China’s Online Opioid Market Reaches Miami
During his recent trip to China, President Donald J. Trump asked President Xi Jinping to “do something” about the United State’s opioid epidemic, which has been declared a public health emergency. China has become the world’s top manufacturer and exporter of synthetic drugs over the past half-decade. Now, China is being accused of flooding the synesthetic pain medication, fentanyl, which is 30 to 50 times stronger than heroin, into the American drug market through online drug bazaars, according to the New York Times.
Although China has vowed to work with the United States to fight the opioid crisis, the ease of buying fentanyl on the web suggests this market will continue to boom. According to the same article published in the New York Times, almost 100 Chinese companies sell fentanyl to anyone with a bank account and a shipping address through Weiku.com, which is based in Hangzhou.
Experts say it will be difficult to shut down websites such as Weiku.com because of China’s lax regulation of chemical companies. A management consultant for the chemical industry in China, Kai Pflug, told the New York Times that many fentanyl producers label their products as industrial rather than pharmaceutical, allowing them to evade detection from the government. Other producers simply tweak their formulas to bypass new bans or disguise existing products that are already prohibited.
Most of China’s fentanyl is being shipped directly or smuggled into to the United States. Upon arrival, fentanyl is often mixed with heroin, oxycodone or counterfeit prescription pills. This has led to a drastic increase in accidental overdoses across the country.
In Miami, fentanyl-related deaths are ravaging the city’s poorest communities.
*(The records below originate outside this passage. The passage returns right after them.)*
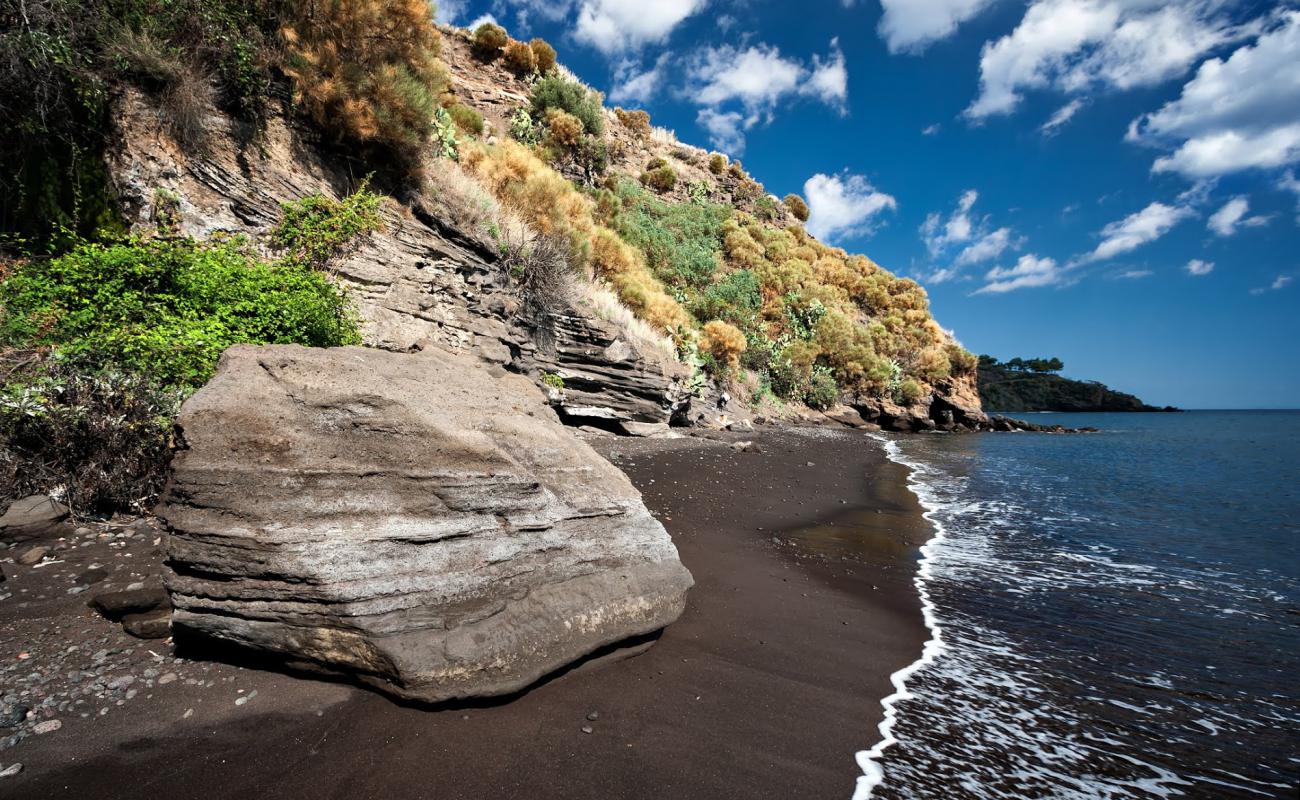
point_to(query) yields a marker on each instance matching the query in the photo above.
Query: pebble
(48, 726)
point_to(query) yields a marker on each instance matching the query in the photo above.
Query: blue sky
(1113, 182)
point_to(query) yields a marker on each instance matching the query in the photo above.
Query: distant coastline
(1027, 385)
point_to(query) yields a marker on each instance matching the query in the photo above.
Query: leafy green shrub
(557, 91)
(544, 56)
(521, 128)
(467, 119)
(313, 232)
(909, 392)
(636, 121)
(680, 241)
(797, 207)
(489, 40)
(168, 308)
(95, 433)
(661, 178)
(520, 59)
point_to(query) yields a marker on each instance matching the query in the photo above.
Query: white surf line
(869, 760)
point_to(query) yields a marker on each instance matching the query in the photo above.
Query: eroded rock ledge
(412, 520)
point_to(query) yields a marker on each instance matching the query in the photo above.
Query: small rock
(33, 556)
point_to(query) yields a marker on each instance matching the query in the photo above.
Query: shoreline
(804, 553)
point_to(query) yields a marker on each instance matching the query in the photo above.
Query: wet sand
(804, 556)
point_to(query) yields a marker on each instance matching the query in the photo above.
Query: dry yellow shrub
(724, 342)
(367, 70)
(551, 204)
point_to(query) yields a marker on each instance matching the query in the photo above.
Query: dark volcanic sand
(766, 687)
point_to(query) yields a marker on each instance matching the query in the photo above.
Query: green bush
(822, 392)
(661, 178)
(544, 55)
(316, 230)
(95, 433)
(489, 40)
(558, 91)
(680, 241)
(168, 310)
(467, 119)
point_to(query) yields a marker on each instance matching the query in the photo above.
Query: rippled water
(1117, 615)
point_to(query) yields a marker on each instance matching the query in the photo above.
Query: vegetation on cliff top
(688, 241)
(1031, 385)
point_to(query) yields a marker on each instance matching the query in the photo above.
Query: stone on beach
(407, 519)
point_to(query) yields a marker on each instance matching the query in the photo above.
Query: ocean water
(1114, 615)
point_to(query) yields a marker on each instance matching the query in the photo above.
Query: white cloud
(913, 25)
(1138, 229)
(1061, 116)
(724, 129)
(1236, 113)
(755, 80)
(1226, 220)
(1282, 281)
(844, 204)
(1028, 272)
(614, 26)
(1288, 182)
(984, 249)
(632, 86)
(939, 234)
(1077, 44)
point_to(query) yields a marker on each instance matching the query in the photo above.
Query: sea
(1113, 614)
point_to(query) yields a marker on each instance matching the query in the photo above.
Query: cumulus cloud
(1282, 281)
(1138, 229)
(1226, 220)
(1078, 44)
(614, 26)
(1061, 116)
(741, 87)
(913, 25)
(844, 206)
(970, 236)
(1030, 272)
(987, 247)
(633, 85)
(1236, 113)
(726, 129)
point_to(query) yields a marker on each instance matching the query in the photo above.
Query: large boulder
(411, 520)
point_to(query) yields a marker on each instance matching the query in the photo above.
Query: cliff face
(1010, 390)
(420, 281)
(425, 280)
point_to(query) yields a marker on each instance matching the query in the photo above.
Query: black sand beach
(804, 554)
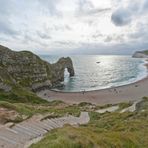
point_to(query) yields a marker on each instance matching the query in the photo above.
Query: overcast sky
(74, 26)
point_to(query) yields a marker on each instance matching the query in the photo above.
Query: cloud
(121, 17)
(5, 23)
(43, 35)
(124, 15)
(50, 6)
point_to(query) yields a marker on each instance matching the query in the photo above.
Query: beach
(126, 93)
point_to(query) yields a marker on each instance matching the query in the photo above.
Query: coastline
(123, 93)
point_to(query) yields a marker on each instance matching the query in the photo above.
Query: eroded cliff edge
(27, 69)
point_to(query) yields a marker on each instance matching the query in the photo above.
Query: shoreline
(118, 94)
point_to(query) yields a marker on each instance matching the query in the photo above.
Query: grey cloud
(43, 35)
(125, 15)
(121, 17)
(50, 6)
(86, 7)
(6, 28)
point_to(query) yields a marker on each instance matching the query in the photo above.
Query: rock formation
(141, 54)
(28, 70)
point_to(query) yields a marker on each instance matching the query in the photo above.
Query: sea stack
(28, 70)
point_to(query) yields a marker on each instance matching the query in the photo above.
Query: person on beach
(83, 92)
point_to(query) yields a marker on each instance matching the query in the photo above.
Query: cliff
(141, 54)
(28, 70)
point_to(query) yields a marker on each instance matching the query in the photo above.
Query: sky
(74, 26)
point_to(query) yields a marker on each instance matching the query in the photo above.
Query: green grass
(146, 52)
(108, 130)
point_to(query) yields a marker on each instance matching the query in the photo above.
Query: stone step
(18, 135)
(58, 122)
(6, 144)
(49, 127)
(40, 125)
(7, 140)
(35, 127)
(25, 133)
(11, 135)
(29, 130)
(44, 126)
(50, 124)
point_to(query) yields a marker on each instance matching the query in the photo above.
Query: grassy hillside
(146, 52)
(108, 130)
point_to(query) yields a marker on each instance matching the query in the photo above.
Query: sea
(95, 72)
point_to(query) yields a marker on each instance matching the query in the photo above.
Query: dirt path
(32, 130)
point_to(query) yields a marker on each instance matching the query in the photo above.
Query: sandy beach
(126, 93)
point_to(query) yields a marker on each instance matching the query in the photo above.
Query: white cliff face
(140, 55)
(28, 70)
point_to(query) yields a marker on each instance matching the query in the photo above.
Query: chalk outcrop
(27, 69)
(141, 54)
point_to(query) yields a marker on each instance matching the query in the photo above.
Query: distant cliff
(141, 54)
(28, 70)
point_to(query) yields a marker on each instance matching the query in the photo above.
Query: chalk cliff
(27, 69)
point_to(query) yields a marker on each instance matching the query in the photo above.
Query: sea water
(94, 72)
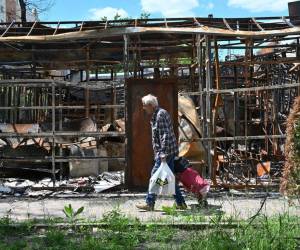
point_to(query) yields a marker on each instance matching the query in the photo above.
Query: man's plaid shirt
(163, 136)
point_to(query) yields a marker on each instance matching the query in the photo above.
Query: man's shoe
(146, 207)
(202, 203)
(181, 206)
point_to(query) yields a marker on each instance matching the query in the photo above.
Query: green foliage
(170, 210)
(297, 139)
(71, 214)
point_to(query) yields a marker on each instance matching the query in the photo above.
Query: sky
(74, 10)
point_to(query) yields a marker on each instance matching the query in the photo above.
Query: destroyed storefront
(70, 95)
According to Assistant Miami Fire Chief Pete Gomez in an article by Business Insider, the fire department has seen a considerable increase in poly-drug (typically heroin and fentanyl) overdoses in the past year. This testimony concurs with the Miami medical examiner’s report that, in 2016, nearly 300 overdoses in Miami-Dade County involved fentanyl.
What’s truly chilling about fentanyl’s presence in the Magic City is its potency. This June, 10-year-old Alton Banks died after visiting a pool in Overtown, where he was accidently exposed to tiny amounts of fentanyl.
“It could have been [on] a towel at the pool. We just don’t know,” said Katherine Fernandez Rundle, Miami-Dade state attorney, to Business Insider.
To combat this epidemic, the Florida Legislature passed a law in October to punish dealers caught with four grams or more of fentanyl. But until the United States and China get a handle on Chinese chemical companies’ exploitation of weak regulations, Miami will continue to see a rise in fentanyl-related deaths.
As Pflug puts it in his interview with the New York Times, “As long as, in China, you can produce chemicals without serious supervision, the problem will persist.”